“Connecticut. Dream It. Do It. Manufacturing Month” is celebrated during the month of October.
Now in its fifth year, Manufacturing Month is a statewide initiative to promote manufacturing, educate Connecticut residents about the pathways to a rewarding career in manufacturing, and highlight the need for a talented and skilled workforce to help our manufacturers succeed in a global market.
As part of understanding how manufacturing has evolved, I spent some time at Platt Technical High School, the Housatonic Advanced Manufacturing Center, and one of our local manufacturing companies in Milford/Orange, Bead Industries. I am excited to have had the opportunity to be part of the celebration of those who choose to work in manufacturing.
Understanding the industry is important to setting policies and passing legislation. We want manufacturing to thrive—it provides stable, highly skilled, and high-paying jobs. The demand for qualified instructors at our Technical High Schools is high, and this year legislation was passed that would help recruit qualified instructors who have occupational expertise. We are also rolling the Technical High School System out from under the State Department of Education so that it can respond more quickly to industry changes.

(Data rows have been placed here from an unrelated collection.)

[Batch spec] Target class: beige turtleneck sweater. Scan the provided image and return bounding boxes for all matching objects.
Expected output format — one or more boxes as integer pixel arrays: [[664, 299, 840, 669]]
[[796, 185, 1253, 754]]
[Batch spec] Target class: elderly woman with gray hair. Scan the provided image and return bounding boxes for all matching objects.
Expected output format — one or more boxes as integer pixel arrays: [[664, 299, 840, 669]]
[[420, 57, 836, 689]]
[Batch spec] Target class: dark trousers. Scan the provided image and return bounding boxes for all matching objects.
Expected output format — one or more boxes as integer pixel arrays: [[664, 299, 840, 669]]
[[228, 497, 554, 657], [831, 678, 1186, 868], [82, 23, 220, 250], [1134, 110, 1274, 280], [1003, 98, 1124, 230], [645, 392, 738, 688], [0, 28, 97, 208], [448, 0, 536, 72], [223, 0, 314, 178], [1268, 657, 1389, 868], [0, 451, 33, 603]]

Connecticut is home to seven Advanced Manufacturing Centers housed within our Community College system. These are 10-month programs that graduate approximately 500 students a year, with a 98 percent placement in industry following graduation. According to the state Department of Labor, manufacturing in Connecticut employs about 160,000 people, and this program is a vital pipeline to these jobs.
My visit with Bead Industries was the capstone to seeing how this all fits together. The day they hosted my visit, they also had a group of high-school students in to tour the facility. We talked about how manufacturing has evolved and I, along with the students, were most impressed with the cutting edge use of machines, the skills of the personnel, and the commitment of the company to continue to train those who work for them. One role that they, and many other manufacturers, find hard to fill is tool-and-die making. It is not as sexy as programming a machine, but they stressed that it is vital to the operation of the company. They are working closely with our Technical High Schools and Advanced Manufacturing Centers to make this need known, and part of the legislation that was mentioned above allows for our schools to enter into cooperative arrangements with employers to provide classes for their employees.
The intent of this new legislation is to create a more sustainable Technical High School System, which will in turn better assist small manufacturers across the state by producing a more qualified workforce. Many manufacturers support the proposal as a first step to re-energizing Connecticut’s manufacturing sector.
Let’s get this Connecticut manufacturing engine humming at warp speed.